Texte d'Aurélien Lepage
La turbulence du monde
Dans un texte récent, Paul Virilio estime que la société contemporaine, par la saturation perpétuelle – d’images, de productions, de faits - qu’elle engendre au quotidien, a perdu toute notion de temps et d’instant. Une arythmie l’anime désormais : l’alternance des pleins et des vides nécessaire à tout rythme s’est effacée pour laisser place à une immédiateté des choses et de la pensée, disparaissant sitôt apparues, ne s’inscrivant plus dans aucune durée – cette étendue du temps où passé et avenir s’entrelacent pour constituer le présent. Dès lors, pour l’artiste, il s’agira en quelque sorte de décider – je caricature à dessein - s’il désire évoluer à rebours de cet excès, ou s’il désire s’y fondre pour mieux en saisir l’extrême densité et, malgré tout, l’immense richesse. Cette dernière voie serait celle choisie par Meln. Ses voyages réguliers à Londres, à Berlin, et sa proximité avec les milieux alternatifs qui s’y déploient, permettent à Meln de capter toute une exubérance propre à ce flux permanent du monde, de s’en gorger pour le laisser ensuite fluer au cœur de ses œuvres, une fois revenue au silence de son atelier luron.

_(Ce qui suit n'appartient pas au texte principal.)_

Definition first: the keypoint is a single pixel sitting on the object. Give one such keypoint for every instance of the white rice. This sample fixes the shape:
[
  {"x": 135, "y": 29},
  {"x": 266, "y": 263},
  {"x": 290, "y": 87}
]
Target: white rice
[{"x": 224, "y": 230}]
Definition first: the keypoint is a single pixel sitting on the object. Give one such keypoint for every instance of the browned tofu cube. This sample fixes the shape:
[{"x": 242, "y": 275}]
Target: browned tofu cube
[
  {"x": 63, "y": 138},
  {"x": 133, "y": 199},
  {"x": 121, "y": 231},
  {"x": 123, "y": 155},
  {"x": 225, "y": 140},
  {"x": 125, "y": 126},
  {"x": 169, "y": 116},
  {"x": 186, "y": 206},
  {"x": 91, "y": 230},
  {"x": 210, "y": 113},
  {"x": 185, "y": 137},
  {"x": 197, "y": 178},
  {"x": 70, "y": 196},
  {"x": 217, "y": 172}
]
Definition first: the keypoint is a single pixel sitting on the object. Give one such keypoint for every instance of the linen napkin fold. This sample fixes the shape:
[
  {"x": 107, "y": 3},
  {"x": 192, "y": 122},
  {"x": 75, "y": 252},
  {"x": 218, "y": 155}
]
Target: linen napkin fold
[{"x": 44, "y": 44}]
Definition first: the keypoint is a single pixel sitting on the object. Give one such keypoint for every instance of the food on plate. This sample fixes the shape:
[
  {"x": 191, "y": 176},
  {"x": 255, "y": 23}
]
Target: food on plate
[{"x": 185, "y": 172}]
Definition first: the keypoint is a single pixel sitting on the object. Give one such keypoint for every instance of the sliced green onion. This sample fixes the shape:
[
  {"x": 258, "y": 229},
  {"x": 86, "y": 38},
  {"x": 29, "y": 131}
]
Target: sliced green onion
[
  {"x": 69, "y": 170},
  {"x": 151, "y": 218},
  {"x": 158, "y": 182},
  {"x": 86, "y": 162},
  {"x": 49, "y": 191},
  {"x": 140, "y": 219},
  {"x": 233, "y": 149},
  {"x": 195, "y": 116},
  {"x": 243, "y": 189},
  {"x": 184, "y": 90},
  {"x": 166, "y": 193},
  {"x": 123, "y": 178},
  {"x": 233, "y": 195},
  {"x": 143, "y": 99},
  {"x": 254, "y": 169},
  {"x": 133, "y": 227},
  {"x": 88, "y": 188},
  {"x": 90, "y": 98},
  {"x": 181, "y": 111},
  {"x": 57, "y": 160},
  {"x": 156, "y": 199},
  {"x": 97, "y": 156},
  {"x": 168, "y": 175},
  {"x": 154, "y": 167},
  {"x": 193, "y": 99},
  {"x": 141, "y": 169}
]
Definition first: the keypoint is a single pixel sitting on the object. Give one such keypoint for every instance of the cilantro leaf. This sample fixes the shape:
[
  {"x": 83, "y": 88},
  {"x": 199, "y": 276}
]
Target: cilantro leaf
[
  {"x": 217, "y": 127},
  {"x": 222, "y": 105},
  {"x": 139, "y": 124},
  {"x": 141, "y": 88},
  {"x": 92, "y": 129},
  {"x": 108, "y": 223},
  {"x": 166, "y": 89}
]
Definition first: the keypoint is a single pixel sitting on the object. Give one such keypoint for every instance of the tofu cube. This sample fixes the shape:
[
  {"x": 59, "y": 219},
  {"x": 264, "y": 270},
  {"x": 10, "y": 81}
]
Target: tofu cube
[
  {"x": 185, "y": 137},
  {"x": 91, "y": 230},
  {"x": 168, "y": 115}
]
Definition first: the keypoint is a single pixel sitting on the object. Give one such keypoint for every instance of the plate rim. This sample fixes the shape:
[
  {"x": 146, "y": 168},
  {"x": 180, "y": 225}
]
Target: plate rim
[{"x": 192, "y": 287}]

Meln peint, sculpte en usant de matériaux de récupération, illustre des pochettes de disques. Dans ses images très colorées et graphiques, les villes élancent leurs tours et les personnages s’avancent seuls ou en grappes. Cela grouille et s’amuse, cela crie et s’inquiète. Quelque part entre figuration libre et figuration narrative, c’est-à-dire entre une création légère et spontanée et une création à dimension plus politique, son œuvre, à l’instar de ces deux courants, puise son inspiration hors des chemins balisés de la création. Car l’art peut tout aussi bien se rencontrer dans les pages d’une bande-dessinée ou d’un magazine, les entrelacs d’un graffiti ou les musiques underground, et pas uniquement au sein des musées, des galeries et des lieux habituellement dédiés au «Grand Art». Pour autant, il ne s’agit pas pour Meln de se situer contre un quelconque art officiel, ni même d’élaborer une œuvre en marge, mais bien de laisser pénétrer, parfois en silence, parfois avec bruit et fracas, cette turbulence – tout à la fois le trouble et le tourbillon - du monde contemporain, sa luxuriance urbaine, tantôt la désirant, tantôt la dénonçant, mais toujours de manière joyeuse et amusée, distanciée.
En quelque sorte, l’œuvre de Meln pourrait se situer dans le prolongement de la phrase de Robert Combas : «c’est la vie que je peins, mais la manière dont je la peins n’est pas réaliste.»